Adding an I/O Format
Audience: internals contributors adding a new bidirectional
tabular format (a peer to the existing csv/, tsv/, ndjson/,
jsonarray/, arrow/, parquet/, excel/ sub-packages).
From CLAUDE.md, Common Claude Code Workflows.
1. Create the sub-package
Each format is a sub-package under io/. Create
io/<format>/<format>.go with both a reader and a writer.

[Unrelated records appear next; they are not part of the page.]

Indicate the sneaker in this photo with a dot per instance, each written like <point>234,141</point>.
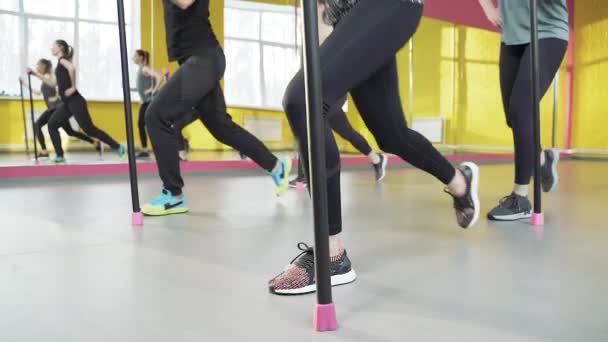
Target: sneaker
<point>165,204</point>
<point>380,168</point>
<point>299,276</point>
<point>121,151</point>
<point>467,206</point>
<point>549,175</point>
<point>280,176</point>
<point>143,155</point>
<point>511,208</point>
<point>58,161</point>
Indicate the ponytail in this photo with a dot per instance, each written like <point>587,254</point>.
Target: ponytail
<point>145,55</point>
<point>66,50</point>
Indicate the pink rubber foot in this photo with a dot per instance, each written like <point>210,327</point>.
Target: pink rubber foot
<point>538,220</point>
<point>138,219</point>
<point>325,317</point>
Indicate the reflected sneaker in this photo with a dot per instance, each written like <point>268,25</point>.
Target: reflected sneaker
<point>549,175</point>
<point>299,276</point>
<point>57,161</point>
<point>165,204</point>
<point>380,168</point>
<point>121,151</point>
<point>511,208</point>
<point>467,206</point>
<point>280,176</point>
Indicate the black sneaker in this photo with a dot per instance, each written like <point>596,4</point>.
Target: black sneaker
<point>467,206</point>
<point>299,276</point>
<point>380,168</point>
<point>511,208</point>
<point>143,154</point>
<point>549,175</point>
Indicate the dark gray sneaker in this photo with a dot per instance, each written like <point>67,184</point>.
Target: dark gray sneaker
<point>299,276</point>
<point>466,207</point>
<point>380,168</point>
<point>511,208</point>
<point>549,175</point>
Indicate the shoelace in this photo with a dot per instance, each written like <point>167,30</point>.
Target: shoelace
<point>509,201</point>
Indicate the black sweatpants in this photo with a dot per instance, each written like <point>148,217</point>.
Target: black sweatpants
<point>196,86</point>
<point>44,119</point>
<point>339,123</point>
<point>141,124</point>
<point>76,105</point>
<point>359,56</point>
<point>515,84</point>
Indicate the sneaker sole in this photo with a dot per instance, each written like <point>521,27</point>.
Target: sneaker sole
<point>513,217</point>
<point>554,170</point>
<point>474,191</point>
<point>384,164</point>
<point>172,211</point>
<point>285,183</point>
<point>337,280</point>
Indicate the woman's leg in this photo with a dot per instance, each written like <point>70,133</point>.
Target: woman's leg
<point>141,123</point>
<point>515,60</point>
<point>59,117</point>
<point>43,120</point>
<point>78,106</point>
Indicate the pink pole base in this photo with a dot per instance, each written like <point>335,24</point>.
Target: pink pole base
<point>325,317</point>
<point>538,220</point>
<point>137,219</point>
<point>300,186</point>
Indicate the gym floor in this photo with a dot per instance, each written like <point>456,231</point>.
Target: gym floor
<point>73,269</point>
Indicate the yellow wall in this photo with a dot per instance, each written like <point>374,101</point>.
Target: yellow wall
<point>590,75</point>
<point>456,77</point>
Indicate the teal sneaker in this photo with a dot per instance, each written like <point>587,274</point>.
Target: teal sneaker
<point>280,177</point>
<point>121,152</point>
<point>57,161</point>
<point>165,204</point>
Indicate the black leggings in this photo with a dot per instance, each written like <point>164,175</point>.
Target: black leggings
<point>515,83</point>
<point>76,105</point>
<point>339,123</point>
<point>141,123</point>
<point>359,56</point>
<point>195,86</point>
<point>44,119</point>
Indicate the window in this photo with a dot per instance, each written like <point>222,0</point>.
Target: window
<point>90,26</point>
<point>261,53</point>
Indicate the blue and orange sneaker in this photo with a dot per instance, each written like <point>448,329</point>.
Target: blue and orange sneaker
<point>281,176</point>
<point>165,204</point>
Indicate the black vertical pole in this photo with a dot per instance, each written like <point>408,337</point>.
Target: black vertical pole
<point>27,145</point>
<point>325,314</point>
<point>126,91</point>
<point>29,83</point>
<point>537,218</point>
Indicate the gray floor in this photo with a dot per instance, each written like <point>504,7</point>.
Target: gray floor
<point>72,269</point>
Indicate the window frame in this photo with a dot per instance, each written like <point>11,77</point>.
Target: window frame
<point>134,22</point>
<point>261,43</point>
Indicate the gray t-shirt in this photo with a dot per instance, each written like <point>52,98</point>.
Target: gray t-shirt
<point>144,83</point>
<point>552,20</point>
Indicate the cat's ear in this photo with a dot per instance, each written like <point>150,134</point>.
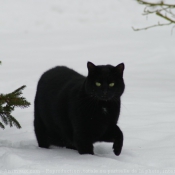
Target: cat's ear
<point>120,68</point>
<point>91,67</point>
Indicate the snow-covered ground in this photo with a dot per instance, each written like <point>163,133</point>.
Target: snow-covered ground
<point>36,35</point>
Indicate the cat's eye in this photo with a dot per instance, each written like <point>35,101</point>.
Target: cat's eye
<point>98,84</point>
<point>111,84</point>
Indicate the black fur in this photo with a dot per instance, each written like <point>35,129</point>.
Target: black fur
<point>72,111</point>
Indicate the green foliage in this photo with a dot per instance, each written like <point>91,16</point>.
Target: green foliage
<point>161,9</point>
<point>8,102</point>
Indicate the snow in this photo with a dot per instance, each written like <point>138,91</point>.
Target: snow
<point>36,35</point>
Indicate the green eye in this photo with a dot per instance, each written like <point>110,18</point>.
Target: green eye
<point>98,84</point>
<point>111,84</point>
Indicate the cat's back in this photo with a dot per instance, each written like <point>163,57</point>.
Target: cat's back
<point>59,76</point>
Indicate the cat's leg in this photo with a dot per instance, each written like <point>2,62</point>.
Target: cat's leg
<point>115,135</point>
<point>84,146</point>
<point>40,132</point>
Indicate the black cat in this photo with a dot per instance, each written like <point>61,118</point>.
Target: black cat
<point>74,111</point>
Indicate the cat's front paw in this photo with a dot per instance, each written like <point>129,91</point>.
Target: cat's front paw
<point>85,149</point>
<point>117,147</point>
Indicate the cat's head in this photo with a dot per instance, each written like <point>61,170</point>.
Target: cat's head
<point>105,82</point>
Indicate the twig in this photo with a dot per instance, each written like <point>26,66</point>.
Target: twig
<point>156,25</point>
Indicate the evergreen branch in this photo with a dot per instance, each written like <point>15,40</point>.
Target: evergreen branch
<point>156,25</point>
<point>2,126</point>
<point>7,104</point>
<point>163,7</point>
<point>165,17</point>
<point>161,3</point>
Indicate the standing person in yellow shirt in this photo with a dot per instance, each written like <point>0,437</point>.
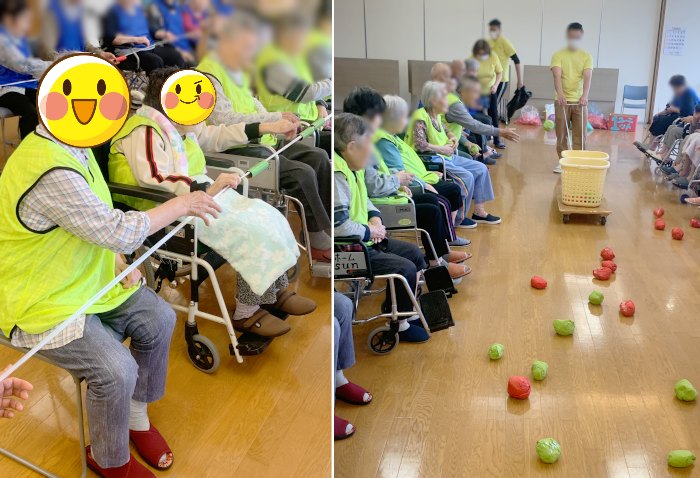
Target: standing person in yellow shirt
<point>572,69</point>
<point>490,74</point>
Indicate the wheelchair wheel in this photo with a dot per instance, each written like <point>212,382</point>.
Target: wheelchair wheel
<point>382,340</point>
<point>203,354</point>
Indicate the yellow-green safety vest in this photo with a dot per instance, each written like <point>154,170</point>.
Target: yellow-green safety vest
<point>241,97</point>
<point>48,275</point>
<point>120,171</point>
<point>272,54</point>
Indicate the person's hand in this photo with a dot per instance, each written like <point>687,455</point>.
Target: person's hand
<point>199,204</point>
<point>223,181</point>
<point>13,390</point>
<point>509,134</point>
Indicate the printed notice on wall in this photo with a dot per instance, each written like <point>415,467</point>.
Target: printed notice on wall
<point>674,41</point>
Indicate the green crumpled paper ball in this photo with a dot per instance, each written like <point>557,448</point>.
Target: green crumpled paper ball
<point>681,458</point>
<point>548,449</point>
<point>539,369</point>
<point>496,351</point>
<point>596,297</point>
<point>685,391</point>
<point>564,327</point>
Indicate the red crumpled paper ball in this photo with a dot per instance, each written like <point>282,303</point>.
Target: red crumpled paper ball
<point>518,387</point>
<point>538,282</point>
<point>602,274</point>
<point>607,254</point>
<point>627,308</point>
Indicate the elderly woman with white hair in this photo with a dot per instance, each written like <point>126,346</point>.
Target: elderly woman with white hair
<point>427,134</point>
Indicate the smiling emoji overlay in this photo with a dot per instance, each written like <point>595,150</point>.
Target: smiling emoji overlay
<point>188,97</point>
<point>83,100</point>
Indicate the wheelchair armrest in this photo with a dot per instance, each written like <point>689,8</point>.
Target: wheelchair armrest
<point>150,194</point>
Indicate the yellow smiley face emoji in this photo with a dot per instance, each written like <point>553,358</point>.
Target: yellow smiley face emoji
<point>83,100</point>
<point>188,97</point>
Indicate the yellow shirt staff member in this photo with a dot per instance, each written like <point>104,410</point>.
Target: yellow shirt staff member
<point>572,69</point>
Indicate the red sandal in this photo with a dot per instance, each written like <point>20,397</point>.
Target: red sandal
<point>151,446</point>
<point>133,469</point>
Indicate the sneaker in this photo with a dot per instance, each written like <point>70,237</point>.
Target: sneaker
<point>460,242</point>
<point>466,224</point>
<point>489,219</point>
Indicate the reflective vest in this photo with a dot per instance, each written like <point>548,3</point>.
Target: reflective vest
<point>411,161</point>
<point>120,171</point>
<point>241,97</point>
<point>270,55</point>
<point>48,275</point>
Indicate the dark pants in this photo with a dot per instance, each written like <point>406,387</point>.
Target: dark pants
<point>397,257</point>
<point>23,105</point>
<point>159,57</point>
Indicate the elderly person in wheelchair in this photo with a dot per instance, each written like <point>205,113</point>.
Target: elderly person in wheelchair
<point>356,216</point>
<point>251,235</point>
<point>61,242</point>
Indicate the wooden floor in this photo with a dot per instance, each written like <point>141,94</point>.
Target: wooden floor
<point>441,409</point>
<point>268,417</point>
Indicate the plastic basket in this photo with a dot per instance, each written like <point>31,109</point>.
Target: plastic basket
<point>583,180</point>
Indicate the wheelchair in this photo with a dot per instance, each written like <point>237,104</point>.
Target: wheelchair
<point>184,256</point>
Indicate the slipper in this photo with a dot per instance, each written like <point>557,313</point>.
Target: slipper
<point>133,469</point>
<point>342,428</point>
<point>151,447</point>
<point>293,304</point>
<point>457,257</point>
<point>262,323</point>
<point>352,394</point>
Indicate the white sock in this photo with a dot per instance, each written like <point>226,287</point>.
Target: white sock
<point>340,379</point>
<point>138,417</point>
<point>244,311</point>
<point>320,240</point>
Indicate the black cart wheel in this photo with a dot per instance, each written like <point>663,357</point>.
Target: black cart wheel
<point>203,354</point>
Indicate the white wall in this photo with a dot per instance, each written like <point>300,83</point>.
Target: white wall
<point>684,14</point>
<point>618,33</point>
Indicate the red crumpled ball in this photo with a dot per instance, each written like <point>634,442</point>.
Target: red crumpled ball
<point>519,387</point>
<point>602,274</point>
<point>627,308</point>
<point>538,282</point>
<point>607,254</point>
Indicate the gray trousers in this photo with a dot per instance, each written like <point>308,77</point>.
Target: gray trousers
<point>115,374</point>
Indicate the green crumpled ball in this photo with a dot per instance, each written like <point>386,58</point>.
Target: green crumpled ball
<point>685,391</point>
<point>496,351</point>
<point>596,297</point>
<point>548,449</point>
<point>539,369</point>
<point>681,458</point>
<point>564,327</point>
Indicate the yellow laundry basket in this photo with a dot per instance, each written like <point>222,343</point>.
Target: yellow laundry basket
<point>583,177</point>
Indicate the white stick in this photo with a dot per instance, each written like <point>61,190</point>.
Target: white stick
<point>118,279</point>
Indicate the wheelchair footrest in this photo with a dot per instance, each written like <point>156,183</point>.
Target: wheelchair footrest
<point>438,278</point>
<point>436,310</point>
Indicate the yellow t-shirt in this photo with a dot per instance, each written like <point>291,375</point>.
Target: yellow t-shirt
<point>503,49</point>
<point>487,72</point>
<point>572,64</point>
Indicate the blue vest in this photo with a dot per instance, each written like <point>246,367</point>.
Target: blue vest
<point>11,76</point>
<point>70,30</point>
<point>172,22</point>
<point>132,24</point>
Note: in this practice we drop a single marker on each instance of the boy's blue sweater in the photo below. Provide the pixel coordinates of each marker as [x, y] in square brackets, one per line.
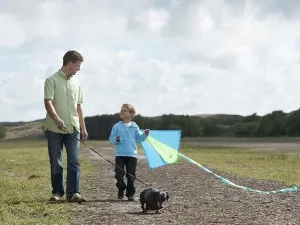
[128, 138]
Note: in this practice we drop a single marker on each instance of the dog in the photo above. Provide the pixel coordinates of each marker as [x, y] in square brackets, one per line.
[153, 199]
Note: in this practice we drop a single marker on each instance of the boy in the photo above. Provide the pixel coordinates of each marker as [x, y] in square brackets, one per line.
[124, 136]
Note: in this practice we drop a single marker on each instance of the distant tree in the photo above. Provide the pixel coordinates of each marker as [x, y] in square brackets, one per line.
[3, 131]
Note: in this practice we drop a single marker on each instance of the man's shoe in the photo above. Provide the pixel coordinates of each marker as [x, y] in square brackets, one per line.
[130, 198]
[56, 197]
[76, 198]
[120, 194]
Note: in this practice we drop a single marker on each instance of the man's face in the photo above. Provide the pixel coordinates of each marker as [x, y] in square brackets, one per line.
[74, 67]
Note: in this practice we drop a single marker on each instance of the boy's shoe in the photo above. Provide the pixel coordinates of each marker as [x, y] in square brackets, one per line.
[120, 194]
[56, 197]
[76, 198]
[130, 198]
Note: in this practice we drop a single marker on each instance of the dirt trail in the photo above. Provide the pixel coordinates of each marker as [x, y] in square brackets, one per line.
[196, 197]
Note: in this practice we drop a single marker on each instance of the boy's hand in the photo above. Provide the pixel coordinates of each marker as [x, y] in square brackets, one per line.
[147, 132]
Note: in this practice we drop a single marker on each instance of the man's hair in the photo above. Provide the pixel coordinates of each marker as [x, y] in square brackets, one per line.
[130, 108]
[72, 56]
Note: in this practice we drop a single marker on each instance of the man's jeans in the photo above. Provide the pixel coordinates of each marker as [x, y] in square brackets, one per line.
[55, 149]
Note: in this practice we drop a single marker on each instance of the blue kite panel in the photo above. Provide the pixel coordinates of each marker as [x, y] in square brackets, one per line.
[167, 137]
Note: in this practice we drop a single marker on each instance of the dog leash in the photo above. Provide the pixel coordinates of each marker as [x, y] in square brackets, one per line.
[65, 130]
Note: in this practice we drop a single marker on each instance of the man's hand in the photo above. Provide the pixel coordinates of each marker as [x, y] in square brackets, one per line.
[59, 122]
[84, 135]
[147, 132]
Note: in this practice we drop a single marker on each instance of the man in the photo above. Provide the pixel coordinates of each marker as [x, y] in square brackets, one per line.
[63, 99]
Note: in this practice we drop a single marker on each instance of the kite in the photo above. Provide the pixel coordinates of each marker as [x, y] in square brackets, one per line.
[161, 148]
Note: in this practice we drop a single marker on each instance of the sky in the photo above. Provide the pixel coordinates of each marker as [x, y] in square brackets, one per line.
[163, 56]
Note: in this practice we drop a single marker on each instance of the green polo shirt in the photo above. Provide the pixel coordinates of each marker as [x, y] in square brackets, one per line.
[66, 94]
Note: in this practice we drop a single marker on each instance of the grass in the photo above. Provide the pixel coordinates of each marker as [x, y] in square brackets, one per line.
[25, 185]
[265, 165]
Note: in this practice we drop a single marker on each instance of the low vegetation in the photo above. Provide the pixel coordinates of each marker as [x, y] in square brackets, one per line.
[25, 185]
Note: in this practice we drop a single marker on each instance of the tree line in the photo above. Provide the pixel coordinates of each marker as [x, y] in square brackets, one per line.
[274, 124]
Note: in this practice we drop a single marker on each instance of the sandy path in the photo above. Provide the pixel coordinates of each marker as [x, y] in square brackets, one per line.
[196, 197]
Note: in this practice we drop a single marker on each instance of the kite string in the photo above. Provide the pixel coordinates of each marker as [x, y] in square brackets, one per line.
[65, 130]
[291, 189]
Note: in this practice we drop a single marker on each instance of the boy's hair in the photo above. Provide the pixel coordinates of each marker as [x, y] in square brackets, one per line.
[130, 108]
[72, 56]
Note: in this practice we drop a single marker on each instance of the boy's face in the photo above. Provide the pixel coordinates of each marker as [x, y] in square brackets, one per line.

The two interfaces to implement live in io/:
// Reader
type Reader interface {
ReadHeader() ([]string, error)
ReadRows(ctx context.Context, fn func(row []string) error) error
Close() error
}
// Writer
type Writer interface {
WriteHeader(columns []string) error
WriteRow(values []string) error
Close() error
}
If the reader needs schema inference (header sample, then full
import), also implement io.ResetReader.Reset() so the import job
can rewind after sampling.
2. Tests
Add io/<format>/<format>_test.go with the standard round-trip
checks: write rows, read them back, verify equality. Hermetic tests
should use afero.NewMemMapFs() — see Testing
Conventions.
3. Wire it into the CLI
The CLI registers per-format leaves in internal/cli/import.go and
internal/cli/export.go. Add the format string to:
- The switch in
makeImportReader(format, ...)inimport.go. - The corresponding
newWriterForFormat(format, ...)switch inexport.go. - The
Commands:slice onImportCommand()andExportCommand()in the same files (oneimportFormatCmd("yourformat")/exportFormatCmd("yourformat")line).
The pulse convert leaf auto-detects format from extension via
formatFromExt; add the extension mapping if the new format has a
canonical file extension.
4. Schema mapping
If the new format has a native type system (Arrow / Parquet do, CSV
does not), share the type map with neighbouring formats via the
io/arrow package the way Parquet already does. CSV / TSV / NDJSON
/ JSON-array share io/jsonshared for value coercion.
5. Skill update
Add or update a skill that points users at the new format. If the
new format is primarily an export concern, update
skills/export-format-selection.md. If it has import-side
considerations (schema inference, null markers, type ambiguity),
update skills/import-best-practices.md.
If the format adds a CLI flag (e.g. --sheet for Excel), update
skills/getting-started.md so TestSkillsCoverAllCliLeaves keeps
passing.
6. Convert and orchestration plumbing
Make sure both directions flow through pio.ImportJob and
pio.ExportJob. The orchestration layer is format-agnostic; you
should not need to touch service/ unless the new format requires
special metadata (e.g., Parquet’s per-column statistics).
7. Run the gates
go test ./io/<format>/...
go test ./skills/ -run TestSkillsCoverAll
go test ./...
For format-specific perf, add benchmarks (Benchmark<Format>...) in
the sub-package. There’s no required perf gate today, but neighbouring
formats have benchmarks you can mirror as a baseline.